Wenn man aber sieht, dass sich mittlerweile die Grenzen vermischen und eigentlich irgendwie eins ins andere Übergeht,

dann relativiert sich die ganze Sache wieder...


----------



## chaki (26 Oktober 2006)

Hallo.
Zumindest von der Internetseite kann man sagen: WOW.

Du meinst es wohl wirklich ernst was? 

Sowas schwebt mir auch schon immer als Gespenst im Kopf herum. Also Respekt.
Leider habe ich es falsch herum angegangen.Ich habe 7 Jahre im Schaltschrankbau (Anlagenbau und Automation) gearbeitet, drei Jahre in der Projektentwicklung (von Schaltplanerstellung bis....) und jetzt studiere ich E-Technik.
Also wenn du mal nen guten Nebenjob hast, für einen erfahrenen "alten Hasen"....

Jedenfalls viel Glück mit deiner Selbstständigkeit (= selbst+ständig)!!!!
Nur Mut.

Grüße


----------



## zotos (26 Oktober 2006)

Hallo,
schöne seite.
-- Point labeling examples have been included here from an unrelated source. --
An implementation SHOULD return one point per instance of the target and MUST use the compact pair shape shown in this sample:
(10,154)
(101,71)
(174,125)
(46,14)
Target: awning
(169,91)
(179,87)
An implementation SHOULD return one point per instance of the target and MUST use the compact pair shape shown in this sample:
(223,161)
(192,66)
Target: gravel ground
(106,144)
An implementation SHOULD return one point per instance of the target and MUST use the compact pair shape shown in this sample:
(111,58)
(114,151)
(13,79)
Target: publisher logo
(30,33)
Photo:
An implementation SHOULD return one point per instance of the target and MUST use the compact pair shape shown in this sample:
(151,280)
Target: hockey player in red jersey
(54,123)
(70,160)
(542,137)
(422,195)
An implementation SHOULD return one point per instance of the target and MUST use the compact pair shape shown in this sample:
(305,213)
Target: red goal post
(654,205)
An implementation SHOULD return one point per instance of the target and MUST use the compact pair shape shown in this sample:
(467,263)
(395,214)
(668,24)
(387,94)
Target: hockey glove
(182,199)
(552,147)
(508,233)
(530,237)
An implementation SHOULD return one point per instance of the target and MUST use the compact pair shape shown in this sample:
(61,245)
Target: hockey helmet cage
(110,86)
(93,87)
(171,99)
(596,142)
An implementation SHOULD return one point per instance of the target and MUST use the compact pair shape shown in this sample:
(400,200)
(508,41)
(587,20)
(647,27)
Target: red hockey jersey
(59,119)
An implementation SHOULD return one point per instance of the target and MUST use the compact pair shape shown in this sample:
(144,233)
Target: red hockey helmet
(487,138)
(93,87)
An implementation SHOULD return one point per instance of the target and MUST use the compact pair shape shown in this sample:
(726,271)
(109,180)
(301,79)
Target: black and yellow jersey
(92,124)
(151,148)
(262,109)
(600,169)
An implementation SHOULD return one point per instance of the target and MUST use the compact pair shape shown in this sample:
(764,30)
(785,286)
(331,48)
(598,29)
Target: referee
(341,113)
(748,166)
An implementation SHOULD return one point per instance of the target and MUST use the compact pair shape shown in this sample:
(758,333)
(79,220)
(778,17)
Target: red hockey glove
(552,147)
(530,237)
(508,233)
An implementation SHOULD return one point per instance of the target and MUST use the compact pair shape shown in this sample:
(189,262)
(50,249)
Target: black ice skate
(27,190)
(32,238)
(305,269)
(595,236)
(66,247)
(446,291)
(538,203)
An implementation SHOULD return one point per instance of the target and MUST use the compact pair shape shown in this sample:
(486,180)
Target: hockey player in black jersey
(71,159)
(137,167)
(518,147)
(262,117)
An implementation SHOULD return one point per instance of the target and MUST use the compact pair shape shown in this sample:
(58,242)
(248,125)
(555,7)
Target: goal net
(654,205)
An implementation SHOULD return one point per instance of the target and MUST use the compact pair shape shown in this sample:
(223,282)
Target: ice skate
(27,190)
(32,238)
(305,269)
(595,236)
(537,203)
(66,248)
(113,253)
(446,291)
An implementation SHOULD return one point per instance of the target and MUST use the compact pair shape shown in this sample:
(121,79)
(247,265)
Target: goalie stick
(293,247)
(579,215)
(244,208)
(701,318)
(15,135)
Macht wirklich einen guten eindruck. 
Viel Erfolg werter Kollege.


----------



## Unregistrierter gast (26 Oktober 2006)

Deine HP macht ja einen sehr professionellen Eindruck !

Aber wie stellst du dir das vor:

Erst Werbung machen, dann auch ausreichende Anfragen warten und DANN erst selbständig werden ?

Das wird ein Schuß in den Ofen !

Die meisten Anfragen benötigen schnellstmöglich einen Einsatz,
welcher Kunde will schon warten, ob du dann auch wirklich selbständig wirst.

Letztendlich bleibt da nur der Sprung ins kalte Wasser!

Oder du hast wirklich soviel Glück, einen potentiellen Kunden zu finden, der von deiner HP so beeindruckt ist, dass er dir vorab schonmal so gute Aufträge erteilt und du dann erst dein Gewerbe anmeldest...

hmmm...

P.S, du kannst ja ein Gewerbe anmelden, obwohl du noch Angestellt bist, solltest du nur deinem Arbeitgeber mitteilen.


----------



## Graph&SCL_Freak (26 Oktober 2006)

Irgendiwe lehnst du dich da aber schon recht weit aus dem Fenster. Allein den Bereich 'Dienstleistungen' würde ich auf das beschränken, was du wirklich gut beherrscht. Wenn ich da an Bereiche wie Roboter, Laser, Datenbanken, Schulungen, Schraubtechnik denke, benötigt es wohl einige Mannjahre um da wirklich kompetent auftreten zu können. Wenn der Kunde merkt, dass du keine Ahnung hast, kann sowas schnell nach hinten losgehen. Bin übrigens selbst seit 13 Jahren selbstständig und weiss wovon ich rede.


----------



## Thorsten.Brach (26 Oktober 2006)

Hallo .

Erstmal Danke für die vielen positiven Statements ! 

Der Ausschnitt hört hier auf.